Dr. Akhtar said he had watched with concern when UPMC closed Braddock's hospital.
"I saw the commotion and emotions and anger running all over" because of the decision, he said. "That's what really showed me that this community was really suffering because of this."
Dr. Jalil has known Dr. Akhtar for years and thought from the first proposal "that this was a good idea."
"These are people who need help," said Dr. Jalil. "And four hours a month is more than doable, if I can balance it with my family life and other commitments."
Ms. Chughtai said she and some of the other UPMC volunteers had additional motivation.
"There's a lot of UPMC physicians in the pool" of volunteers, she said, "and they do feel the Braddock people were cheated out of their health care when they closed the hospital."
"I work for UPMC and we all are loyal to UPMC," she said. "But when your parents make a mistake, you have to do the right thing."
UPMC, which gave some basic medical supplies to help the free clinic, is supportive of its doctors volunteering at the clinic, said UPMC spokesman Paul Wood, though he disagreed that closing UPMC Braddock was a mistake.
"It was clearly the right decision," he said.
After coming up with the idea, Dr.

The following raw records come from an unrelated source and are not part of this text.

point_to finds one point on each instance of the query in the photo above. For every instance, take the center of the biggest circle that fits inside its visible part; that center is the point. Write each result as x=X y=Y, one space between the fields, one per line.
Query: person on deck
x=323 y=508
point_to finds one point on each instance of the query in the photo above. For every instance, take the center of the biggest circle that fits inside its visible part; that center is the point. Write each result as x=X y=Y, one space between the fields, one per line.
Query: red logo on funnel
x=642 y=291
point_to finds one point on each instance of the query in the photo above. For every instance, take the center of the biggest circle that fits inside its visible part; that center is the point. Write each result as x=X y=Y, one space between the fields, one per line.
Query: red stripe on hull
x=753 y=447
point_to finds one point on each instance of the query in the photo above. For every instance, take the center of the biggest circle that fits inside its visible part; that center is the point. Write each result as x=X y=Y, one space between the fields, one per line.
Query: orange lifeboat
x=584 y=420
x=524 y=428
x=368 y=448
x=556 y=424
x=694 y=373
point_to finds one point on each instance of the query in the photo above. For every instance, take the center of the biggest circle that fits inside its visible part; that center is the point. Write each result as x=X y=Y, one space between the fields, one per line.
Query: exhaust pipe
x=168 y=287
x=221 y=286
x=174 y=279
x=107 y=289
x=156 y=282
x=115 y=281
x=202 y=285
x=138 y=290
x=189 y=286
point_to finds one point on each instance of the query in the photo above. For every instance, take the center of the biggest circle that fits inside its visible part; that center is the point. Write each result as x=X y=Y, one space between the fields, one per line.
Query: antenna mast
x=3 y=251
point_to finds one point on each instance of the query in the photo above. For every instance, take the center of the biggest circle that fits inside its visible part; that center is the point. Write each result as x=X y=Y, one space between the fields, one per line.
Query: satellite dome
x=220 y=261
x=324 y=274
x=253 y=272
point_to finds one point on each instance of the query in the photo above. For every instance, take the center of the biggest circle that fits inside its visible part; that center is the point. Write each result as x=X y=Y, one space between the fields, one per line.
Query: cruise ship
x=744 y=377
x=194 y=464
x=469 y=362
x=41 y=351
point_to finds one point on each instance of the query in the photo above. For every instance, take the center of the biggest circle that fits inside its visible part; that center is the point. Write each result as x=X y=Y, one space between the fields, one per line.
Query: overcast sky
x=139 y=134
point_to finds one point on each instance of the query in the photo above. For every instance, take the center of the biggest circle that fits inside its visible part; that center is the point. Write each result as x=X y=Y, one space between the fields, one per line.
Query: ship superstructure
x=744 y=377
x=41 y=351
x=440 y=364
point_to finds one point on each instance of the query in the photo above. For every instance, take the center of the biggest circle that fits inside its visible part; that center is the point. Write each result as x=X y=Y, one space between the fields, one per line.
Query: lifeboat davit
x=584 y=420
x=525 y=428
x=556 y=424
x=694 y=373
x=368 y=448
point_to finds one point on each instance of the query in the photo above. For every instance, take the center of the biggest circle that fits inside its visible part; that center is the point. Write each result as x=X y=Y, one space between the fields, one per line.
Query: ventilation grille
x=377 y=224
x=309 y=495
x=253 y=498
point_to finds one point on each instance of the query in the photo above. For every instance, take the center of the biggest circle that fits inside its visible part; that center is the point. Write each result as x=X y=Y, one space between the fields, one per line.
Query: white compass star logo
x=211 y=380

Akhtar had a tough start.
He had some initial conversations with Braddock Mayor John Fetterman, but they were unable to find a building to suit them in town.

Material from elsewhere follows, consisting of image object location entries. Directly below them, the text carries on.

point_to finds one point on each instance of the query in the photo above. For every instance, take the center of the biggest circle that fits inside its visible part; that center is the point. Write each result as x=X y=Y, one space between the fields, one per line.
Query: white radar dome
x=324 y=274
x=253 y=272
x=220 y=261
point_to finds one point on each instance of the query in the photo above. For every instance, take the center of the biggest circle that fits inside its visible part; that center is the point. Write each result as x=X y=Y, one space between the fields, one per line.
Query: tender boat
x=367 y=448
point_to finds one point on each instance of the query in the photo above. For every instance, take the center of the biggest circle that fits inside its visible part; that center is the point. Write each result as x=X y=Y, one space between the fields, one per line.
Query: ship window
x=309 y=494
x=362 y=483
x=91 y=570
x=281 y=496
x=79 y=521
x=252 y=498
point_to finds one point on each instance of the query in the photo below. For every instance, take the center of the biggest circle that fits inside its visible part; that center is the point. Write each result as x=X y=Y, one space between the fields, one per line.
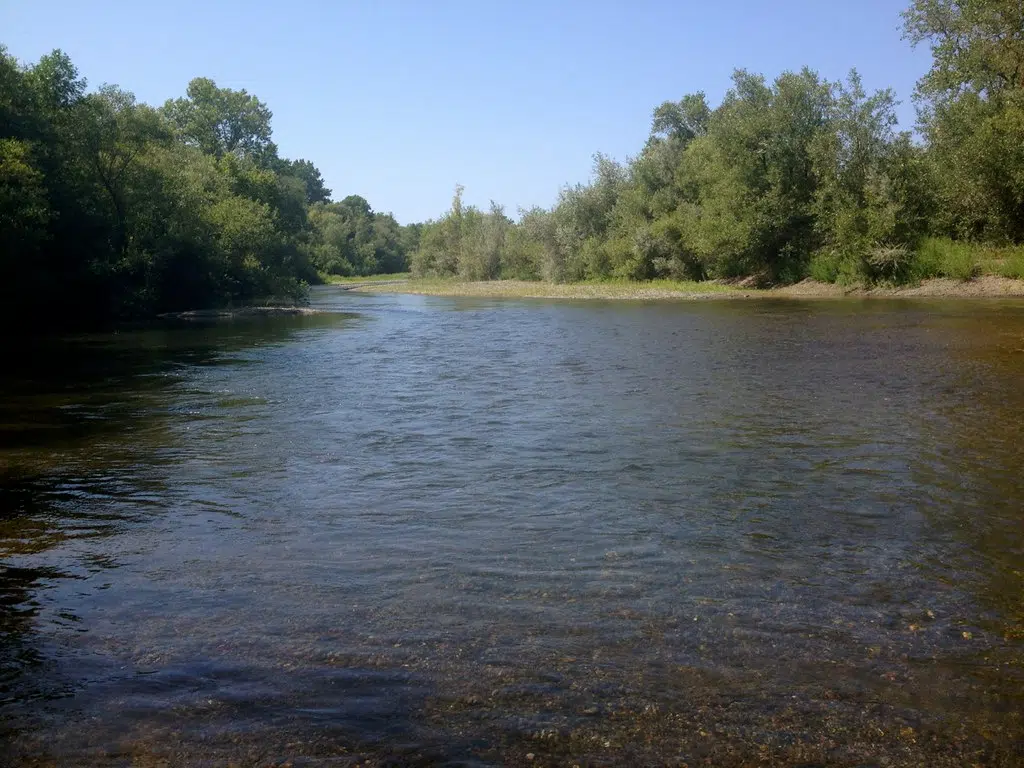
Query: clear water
x=424 y=530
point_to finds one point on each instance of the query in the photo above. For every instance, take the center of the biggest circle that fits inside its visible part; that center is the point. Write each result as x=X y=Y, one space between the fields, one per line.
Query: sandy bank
x=984 y=287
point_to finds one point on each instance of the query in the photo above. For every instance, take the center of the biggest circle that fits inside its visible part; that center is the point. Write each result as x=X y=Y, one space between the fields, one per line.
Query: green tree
x=221 y=121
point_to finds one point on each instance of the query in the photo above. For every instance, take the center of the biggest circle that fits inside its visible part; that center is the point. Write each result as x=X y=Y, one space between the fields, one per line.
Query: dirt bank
x=984 y=287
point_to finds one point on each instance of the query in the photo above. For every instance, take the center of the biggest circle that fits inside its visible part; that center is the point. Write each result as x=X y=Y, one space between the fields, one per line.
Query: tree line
x=111 y=209
x=783 y=179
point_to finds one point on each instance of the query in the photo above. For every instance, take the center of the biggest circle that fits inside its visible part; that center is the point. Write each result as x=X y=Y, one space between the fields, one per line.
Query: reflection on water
x=474 y=531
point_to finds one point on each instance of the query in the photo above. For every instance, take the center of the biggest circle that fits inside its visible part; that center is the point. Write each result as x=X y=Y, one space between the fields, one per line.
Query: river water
x=425 y=530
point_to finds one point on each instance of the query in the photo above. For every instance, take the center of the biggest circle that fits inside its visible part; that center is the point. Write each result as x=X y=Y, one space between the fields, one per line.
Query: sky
x=398 y=100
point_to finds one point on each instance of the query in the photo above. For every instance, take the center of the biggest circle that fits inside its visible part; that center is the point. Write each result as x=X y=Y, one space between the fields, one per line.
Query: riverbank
x=989 y=286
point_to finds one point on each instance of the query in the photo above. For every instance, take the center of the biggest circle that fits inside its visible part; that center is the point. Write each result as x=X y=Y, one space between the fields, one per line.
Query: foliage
x=119 y=210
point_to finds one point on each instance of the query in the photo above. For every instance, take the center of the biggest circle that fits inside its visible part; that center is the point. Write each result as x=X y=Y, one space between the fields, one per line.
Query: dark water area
x=419 y=530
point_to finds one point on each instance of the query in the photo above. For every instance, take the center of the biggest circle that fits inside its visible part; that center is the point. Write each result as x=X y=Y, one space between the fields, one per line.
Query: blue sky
x=398 y=100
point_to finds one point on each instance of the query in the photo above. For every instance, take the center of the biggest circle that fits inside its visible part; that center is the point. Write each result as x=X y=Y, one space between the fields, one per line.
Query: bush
x=889 y=263
x=939 y=257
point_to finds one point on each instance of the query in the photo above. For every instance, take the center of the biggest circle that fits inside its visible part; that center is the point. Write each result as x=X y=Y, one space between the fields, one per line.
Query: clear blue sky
x=398 y=100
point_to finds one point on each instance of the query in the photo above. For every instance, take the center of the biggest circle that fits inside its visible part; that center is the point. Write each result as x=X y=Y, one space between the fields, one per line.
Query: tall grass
x=939 y=257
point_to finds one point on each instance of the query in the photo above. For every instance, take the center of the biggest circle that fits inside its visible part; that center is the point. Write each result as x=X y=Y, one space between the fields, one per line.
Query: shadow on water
x=84 y=431
x=734 y=534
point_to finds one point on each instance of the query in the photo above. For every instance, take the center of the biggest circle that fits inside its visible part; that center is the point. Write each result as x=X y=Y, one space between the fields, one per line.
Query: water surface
x=421 y=530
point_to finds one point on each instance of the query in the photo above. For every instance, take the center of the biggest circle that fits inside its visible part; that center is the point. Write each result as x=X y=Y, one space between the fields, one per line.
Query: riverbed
x=419 y=530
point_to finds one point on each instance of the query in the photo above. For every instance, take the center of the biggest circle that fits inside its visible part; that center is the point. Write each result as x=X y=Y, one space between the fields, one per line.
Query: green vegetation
x=115 y=210
x=792 y=178
x=605 y=289
x=337 y=280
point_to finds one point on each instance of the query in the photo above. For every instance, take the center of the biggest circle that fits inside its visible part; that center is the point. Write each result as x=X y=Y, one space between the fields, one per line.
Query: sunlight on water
x=470 y=531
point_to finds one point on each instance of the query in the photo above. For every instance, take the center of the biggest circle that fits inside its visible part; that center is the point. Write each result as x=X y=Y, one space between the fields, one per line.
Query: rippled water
x=421 y=530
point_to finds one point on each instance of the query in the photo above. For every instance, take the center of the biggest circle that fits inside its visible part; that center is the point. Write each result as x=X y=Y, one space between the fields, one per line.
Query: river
x=418 y=530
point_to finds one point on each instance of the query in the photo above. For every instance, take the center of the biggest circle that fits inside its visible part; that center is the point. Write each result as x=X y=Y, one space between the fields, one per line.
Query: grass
x=337 y=280
x=622 y=289
x=945 y=258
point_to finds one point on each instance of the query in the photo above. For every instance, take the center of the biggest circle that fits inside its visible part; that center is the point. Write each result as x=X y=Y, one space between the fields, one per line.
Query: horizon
x=526 y=108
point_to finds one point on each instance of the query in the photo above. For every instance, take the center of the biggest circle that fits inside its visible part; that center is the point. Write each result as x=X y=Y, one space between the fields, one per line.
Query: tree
x=119 y=130
x=221 y=121
x=972 y=113
x=306 y=172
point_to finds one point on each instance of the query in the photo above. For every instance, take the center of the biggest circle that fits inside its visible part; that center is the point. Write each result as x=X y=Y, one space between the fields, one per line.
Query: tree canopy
x=118 y=210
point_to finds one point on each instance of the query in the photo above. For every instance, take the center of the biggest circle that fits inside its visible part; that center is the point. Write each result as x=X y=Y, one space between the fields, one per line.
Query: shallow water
x=421 y=530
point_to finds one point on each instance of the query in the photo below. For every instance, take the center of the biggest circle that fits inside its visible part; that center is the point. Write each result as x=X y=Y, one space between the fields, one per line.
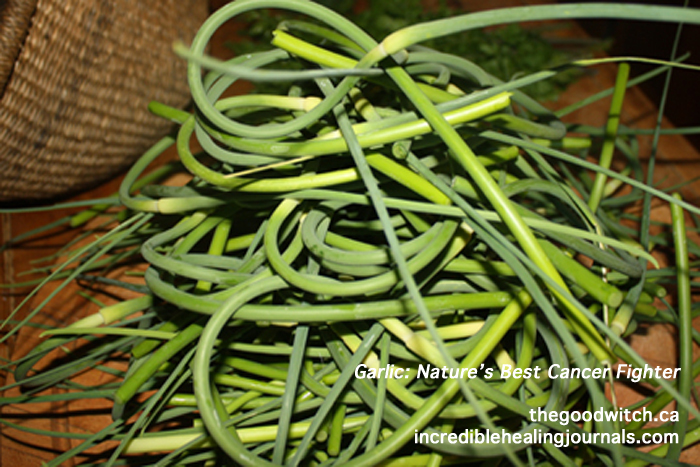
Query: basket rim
x=15 y=22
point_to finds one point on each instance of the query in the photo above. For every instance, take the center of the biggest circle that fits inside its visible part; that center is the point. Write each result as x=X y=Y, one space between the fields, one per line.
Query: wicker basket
x=76 y=77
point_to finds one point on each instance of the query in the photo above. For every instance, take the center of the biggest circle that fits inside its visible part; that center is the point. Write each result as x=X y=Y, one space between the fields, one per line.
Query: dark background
x=655 y=39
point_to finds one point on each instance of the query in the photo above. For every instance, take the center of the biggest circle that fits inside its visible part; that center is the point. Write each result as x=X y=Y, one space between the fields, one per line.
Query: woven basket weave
x=76 y=77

Then, Dr. Akhtar said, the borough stopped returning his calls for months and he was worried the project would never get off the ground.
Mr. Fetterman said in a phone interview that the now-convicted former borough manager, Ella Jones, was not passing on messages to him before she was arrested for embezzlement.
But he also wasn't sure Dr. Akhtar was prepared to open a clinic, though he didn't try to stop it when he did.
"If someone wants to bring health care into Braddock, I welcome it," he said. "But patchwork and ad hoc solutions aren't what the community needs. We need a UPMC-quality urgent care center and that's what I hope we get."
Without Mr. Fetterman's help, Dr. Akhtar said he wasn't sure what to do until three months ago when he told a neighbor in the North Hills about his plight, and the neighbor gave him Tony Buba's phone number.
Mr. Buba is a well-known community activist, helping to lead protests against UPMC in the wake of the hospital's closure.
When he got Dr. Akhtar's call, Mr. Buba ran with it.
"I thought, 'There's probably a lot of single working parents who make too much money to get Medicaid who could use this,' " he said.
He then called Braddock council president Jesse Brown, who knew it was needed.
"We have a primary care center here, but I went to see if I could get some care and they said because I didn't have a primary care doctor there I couldn't go there," he said.
He's referring to the Braddock Family Health Center, which added extended evening and weekend hours -- paid for by UPMC -- as part of a lawsuit settlement over the closure of the hospital.
A patient who doesn't have a doctor there can see one, but only in the evening hours or on Saturday, but there's more paperwork to do because it's a federally qualified center, Dr. Akhtar said.
But even with a "soft" opening Saturday -- there was little publicity about it, though a grand opening is planned Sept. 10 -- it was obvious there was a need for the free clinic, Ms. Chughtai said at the end of the day.
"We had four patients in the morning and three more people took applications to see if they're eligible," she said. "And it was quieter in the afternoon. No one came in and we were thinking that maybe we should do one (four-hour) shift in the morning."
"But the local people who are involved said, 'No. Don't do that. They will come as they find out about it. You'll need a second shift.' And I'm sure they're right."